After months of looking, Laura Hilton, who is functionally illiterate, finally found an apartment in New Orleans for her and her two sons, George, 17, and Roy, 11, that was within walking distance of Roy’s school. Laura’s husband was murdered in New Orleans after the storm, and at the trailer park the Hilton children attended school only fitfully. Roy was known for being both endearing and utterly ungovernable.

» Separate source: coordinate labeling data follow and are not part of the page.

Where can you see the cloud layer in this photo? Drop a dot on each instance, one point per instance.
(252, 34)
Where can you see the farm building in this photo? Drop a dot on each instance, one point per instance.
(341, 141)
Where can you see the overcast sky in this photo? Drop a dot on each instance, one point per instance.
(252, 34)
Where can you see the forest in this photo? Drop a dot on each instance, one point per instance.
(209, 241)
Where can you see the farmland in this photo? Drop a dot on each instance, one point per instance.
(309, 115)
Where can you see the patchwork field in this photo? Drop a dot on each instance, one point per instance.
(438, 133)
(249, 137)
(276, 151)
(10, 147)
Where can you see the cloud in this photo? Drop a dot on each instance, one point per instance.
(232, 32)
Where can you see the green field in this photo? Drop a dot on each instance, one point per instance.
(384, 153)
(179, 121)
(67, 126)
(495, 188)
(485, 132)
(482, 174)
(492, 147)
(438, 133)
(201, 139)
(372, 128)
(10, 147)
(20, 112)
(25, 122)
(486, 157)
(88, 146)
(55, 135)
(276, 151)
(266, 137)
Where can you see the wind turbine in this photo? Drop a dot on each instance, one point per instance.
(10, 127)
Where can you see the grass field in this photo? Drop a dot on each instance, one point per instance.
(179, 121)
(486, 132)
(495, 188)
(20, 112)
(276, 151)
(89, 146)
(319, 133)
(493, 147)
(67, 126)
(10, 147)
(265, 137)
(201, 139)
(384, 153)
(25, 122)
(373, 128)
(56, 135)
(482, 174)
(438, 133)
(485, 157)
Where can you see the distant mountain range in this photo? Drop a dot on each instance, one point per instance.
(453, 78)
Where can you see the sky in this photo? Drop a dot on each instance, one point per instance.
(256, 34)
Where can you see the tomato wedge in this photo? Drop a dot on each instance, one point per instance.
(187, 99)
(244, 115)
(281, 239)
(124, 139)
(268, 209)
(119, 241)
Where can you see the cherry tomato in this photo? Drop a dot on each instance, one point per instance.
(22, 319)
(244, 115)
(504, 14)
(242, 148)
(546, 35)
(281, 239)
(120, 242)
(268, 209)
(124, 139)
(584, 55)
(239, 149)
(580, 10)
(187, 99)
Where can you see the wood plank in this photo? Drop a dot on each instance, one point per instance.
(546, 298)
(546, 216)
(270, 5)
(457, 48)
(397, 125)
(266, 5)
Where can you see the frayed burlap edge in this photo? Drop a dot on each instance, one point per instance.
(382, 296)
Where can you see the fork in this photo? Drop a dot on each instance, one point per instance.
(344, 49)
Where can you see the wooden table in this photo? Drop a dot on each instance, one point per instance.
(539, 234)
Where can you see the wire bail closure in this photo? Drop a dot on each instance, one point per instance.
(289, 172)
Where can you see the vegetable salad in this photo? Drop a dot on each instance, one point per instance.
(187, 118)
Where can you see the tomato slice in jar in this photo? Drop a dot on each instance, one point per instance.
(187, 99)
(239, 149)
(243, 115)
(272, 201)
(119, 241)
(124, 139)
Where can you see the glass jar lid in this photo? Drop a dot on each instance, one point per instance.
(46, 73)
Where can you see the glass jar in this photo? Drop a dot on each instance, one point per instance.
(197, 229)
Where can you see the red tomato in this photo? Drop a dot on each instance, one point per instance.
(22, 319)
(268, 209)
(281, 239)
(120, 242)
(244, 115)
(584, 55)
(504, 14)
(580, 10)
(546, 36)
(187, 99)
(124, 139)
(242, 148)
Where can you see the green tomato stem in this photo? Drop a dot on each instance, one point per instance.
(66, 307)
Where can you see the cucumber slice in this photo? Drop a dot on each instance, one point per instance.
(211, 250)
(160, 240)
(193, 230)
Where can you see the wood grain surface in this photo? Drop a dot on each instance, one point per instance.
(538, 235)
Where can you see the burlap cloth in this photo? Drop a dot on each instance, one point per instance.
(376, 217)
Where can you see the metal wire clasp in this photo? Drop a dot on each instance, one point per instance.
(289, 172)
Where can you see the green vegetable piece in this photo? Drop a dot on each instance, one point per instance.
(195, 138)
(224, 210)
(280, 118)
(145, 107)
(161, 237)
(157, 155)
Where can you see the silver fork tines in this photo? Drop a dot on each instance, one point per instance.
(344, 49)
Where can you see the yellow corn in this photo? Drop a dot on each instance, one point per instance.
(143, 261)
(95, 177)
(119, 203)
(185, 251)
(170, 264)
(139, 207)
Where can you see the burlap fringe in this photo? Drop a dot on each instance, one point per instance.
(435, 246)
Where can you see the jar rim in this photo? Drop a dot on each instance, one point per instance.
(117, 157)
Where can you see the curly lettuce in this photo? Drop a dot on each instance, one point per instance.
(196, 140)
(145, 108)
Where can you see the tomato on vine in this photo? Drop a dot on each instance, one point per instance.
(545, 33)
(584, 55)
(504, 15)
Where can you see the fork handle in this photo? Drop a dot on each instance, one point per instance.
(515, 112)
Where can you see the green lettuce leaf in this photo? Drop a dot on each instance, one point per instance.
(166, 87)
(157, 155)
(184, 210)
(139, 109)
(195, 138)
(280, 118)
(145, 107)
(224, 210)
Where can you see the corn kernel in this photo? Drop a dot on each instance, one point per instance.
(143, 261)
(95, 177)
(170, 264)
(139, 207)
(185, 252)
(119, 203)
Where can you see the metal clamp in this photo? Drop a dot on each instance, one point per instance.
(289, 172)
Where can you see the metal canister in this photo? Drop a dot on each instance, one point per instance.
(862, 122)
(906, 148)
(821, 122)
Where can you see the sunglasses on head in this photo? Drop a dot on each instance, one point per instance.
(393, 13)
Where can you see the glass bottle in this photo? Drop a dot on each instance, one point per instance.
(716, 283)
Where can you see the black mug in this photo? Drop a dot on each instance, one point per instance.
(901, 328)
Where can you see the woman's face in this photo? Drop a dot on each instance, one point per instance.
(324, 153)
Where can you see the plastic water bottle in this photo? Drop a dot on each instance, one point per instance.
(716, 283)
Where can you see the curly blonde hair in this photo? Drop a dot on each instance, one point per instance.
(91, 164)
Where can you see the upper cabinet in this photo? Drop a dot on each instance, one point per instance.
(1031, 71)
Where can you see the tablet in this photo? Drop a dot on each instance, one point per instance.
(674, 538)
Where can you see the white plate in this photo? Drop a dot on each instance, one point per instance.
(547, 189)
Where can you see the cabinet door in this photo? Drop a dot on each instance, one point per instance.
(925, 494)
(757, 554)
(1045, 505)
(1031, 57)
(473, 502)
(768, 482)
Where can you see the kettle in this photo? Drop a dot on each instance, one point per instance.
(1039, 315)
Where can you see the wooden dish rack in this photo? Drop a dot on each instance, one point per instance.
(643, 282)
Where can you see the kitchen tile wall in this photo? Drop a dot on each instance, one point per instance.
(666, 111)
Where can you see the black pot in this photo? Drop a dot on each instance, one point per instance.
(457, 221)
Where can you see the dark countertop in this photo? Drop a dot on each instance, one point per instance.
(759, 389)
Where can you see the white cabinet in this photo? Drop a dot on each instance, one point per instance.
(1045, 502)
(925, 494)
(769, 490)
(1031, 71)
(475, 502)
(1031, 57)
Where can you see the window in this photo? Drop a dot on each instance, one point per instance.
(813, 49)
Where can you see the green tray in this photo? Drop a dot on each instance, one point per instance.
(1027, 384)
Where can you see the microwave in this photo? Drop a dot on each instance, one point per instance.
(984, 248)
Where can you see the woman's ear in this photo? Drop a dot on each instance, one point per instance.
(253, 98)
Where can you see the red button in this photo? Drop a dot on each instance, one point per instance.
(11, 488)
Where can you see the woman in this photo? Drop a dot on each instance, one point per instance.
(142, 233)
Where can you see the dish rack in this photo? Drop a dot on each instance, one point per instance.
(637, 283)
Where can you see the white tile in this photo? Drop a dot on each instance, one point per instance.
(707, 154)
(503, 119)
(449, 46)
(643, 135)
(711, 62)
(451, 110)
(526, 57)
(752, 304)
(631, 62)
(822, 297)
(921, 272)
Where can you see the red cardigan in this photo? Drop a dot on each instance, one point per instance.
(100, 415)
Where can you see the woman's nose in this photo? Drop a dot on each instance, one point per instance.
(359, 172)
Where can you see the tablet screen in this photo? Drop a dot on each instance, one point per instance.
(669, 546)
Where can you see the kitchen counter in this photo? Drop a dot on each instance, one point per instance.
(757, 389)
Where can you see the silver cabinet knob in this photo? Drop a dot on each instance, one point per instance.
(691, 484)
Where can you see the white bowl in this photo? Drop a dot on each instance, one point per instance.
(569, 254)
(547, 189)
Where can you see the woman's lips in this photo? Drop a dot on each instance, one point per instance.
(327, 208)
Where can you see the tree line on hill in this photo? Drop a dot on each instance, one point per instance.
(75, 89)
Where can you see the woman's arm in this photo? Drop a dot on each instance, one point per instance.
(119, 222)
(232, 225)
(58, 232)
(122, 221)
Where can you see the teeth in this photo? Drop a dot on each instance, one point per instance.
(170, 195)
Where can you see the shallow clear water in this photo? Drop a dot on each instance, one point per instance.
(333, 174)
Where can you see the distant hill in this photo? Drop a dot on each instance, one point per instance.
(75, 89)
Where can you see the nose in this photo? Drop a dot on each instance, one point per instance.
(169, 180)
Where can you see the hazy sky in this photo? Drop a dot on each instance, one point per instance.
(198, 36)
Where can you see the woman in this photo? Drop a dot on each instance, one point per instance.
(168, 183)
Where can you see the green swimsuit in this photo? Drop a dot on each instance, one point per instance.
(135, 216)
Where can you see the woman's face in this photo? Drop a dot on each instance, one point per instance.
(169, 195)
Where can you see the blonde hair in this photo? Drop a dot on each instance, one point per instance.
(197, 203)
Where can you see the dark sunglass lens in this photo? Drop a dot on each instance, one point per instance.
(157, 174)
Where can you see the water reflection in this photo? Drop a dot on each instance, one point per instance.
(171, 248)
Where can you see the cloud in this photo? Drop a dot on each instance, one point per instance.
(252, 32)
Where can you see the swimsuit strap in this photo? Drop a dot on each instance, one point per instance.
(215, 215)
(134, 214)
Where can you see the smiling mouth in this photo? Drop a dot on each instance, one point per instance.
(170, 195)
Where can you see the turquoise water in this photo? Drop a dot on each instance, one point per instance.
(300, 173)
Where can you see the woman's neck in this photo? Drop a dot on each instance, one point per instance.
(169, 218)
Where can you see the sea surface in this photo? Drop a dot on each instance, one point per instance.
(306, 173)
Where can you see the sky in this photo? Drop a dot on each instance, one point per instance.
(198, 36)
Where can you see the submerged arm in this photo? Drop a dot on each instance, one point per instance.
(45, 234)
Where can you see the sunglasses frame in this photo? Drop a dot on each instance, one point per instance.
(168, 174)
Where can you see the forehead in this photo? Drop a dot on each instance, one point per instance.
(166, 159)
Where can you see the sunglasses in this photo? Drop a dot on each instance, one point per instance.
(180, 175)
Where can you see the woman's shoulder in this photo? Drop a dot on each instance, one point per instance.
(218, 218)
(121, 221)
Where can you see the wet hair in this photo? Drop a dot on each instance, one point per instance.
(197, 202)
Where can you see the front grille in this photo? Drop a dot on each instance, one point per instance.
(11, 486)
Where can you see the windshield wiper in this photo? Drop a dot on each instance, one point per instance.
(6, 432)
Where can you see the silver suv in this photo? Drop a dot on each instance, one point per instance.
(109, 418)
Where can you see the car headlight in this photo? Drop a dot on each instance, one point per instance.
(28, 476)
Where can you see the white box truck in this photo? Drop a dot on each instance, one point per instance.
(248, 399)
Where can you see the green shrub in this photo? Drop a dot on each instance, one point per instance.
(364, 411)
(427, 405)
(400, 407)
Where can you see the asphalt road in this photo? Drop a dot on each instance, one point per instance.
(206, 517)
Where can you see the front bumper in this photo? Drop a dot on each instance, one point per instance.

Now Roy, who is at least three grades behind and needs special education, tutoring and counseling, can hardly be persuaded to leave school when the last bell rings. He helps teachers on their work days and shows up for Saturday detention even when he has not misbehaved. He fights less, and recently volunteered to sit in the principal’s office at recess to keep from getting into trouble and losing his field-trip privileges.

“When he first came in, I was like, ‘Why me?’ ” Wanda Brooks, the principal at the James Weldon Johnson Elementary School, said. “As a school, you’re frustrated — why didn’t somebody look at this when he was 10?” But then she got to know Roy.

“They begin to talk to you, and you begin to realize what the child went through,” Ms. Brooks said. “He has not gotten over his dad’s death.”

Roy has received special attention from a male role model, Edward Williams, the football coach at Johnson. On a recent morning, Mr. Williams went into Roy’s classroom to find him sulking at his desk while the other children practiced a dance routine.

Drawing Roy aside, Mr. Williams told him: “You got to get up and move around. You got to try.”

Moments later, Roy was dancing.

But life outside the trailers has not been a relief for every child. With its white tent that served as a community center, Renaissance Village reeked of impermanence, though for many young children who lived there it was almost the only home they had known.

Since the park closed, Adrian Love and her father, Alton, have moved into a Baton Rouge apartment (her mother, a crack user, lives in New Orleans). Mr. Love, who has not been able to hold a job since the storm, does not allow Adrian, 9, to play outside much, instead writing out long-division problems for her in a notebook after dinner.

On Adrian’s first report card this year, she got straight A’s. But she sees her friends from Renaissance Village only rarely. “I wish I still lived there,” she said.

Despite her wistfulness, Adrian projects a poise that makes her seem resilient.

Children who had no serious problems before the storm are likely to recover well, said Toni Bankston, who until recently was the director of mental health at the Baton Rouge Children’s Health Project. But, she estimated, only about 60 percent fall into that category.

Ms. Bankston has particularly grave concerns about the children who have fallen so far behind in school that there is little chance of their catching up. “What you’re looking at is our future juvenile justice, our prison population,” she said.

In October, Jermaine Howard returned to Baton Rouge and moved into the one-bedroom apartment occupied by his father, brother and grandmother. With the help of Sister Judith Brun, a nun who has been working with evacuees since the storm, he enrolled in ninth grade at Broadmoor High School.

That process alone provided a snapshot of the chaos of Jermaine’s life. From several plastic baggies and a dented metal canister, the family could barely amass the documents needed to prove his address.

School administrators balked when they discovered that he had previously been registered under his father’s last name, Griffin, not the name on his birth certificate. Jermaine, with tears in his eyes, was forced to explain that his mother was in prison. He was told to pay a visit to the ominous-sounding Board of Hearings. Then came the kicker: because he had already missed so much, he would receive no credit for this semester.

“Nice to see y’all,” the school guidance counselor said by way of welcome. “Just too bad it wasn’t about three months ago.”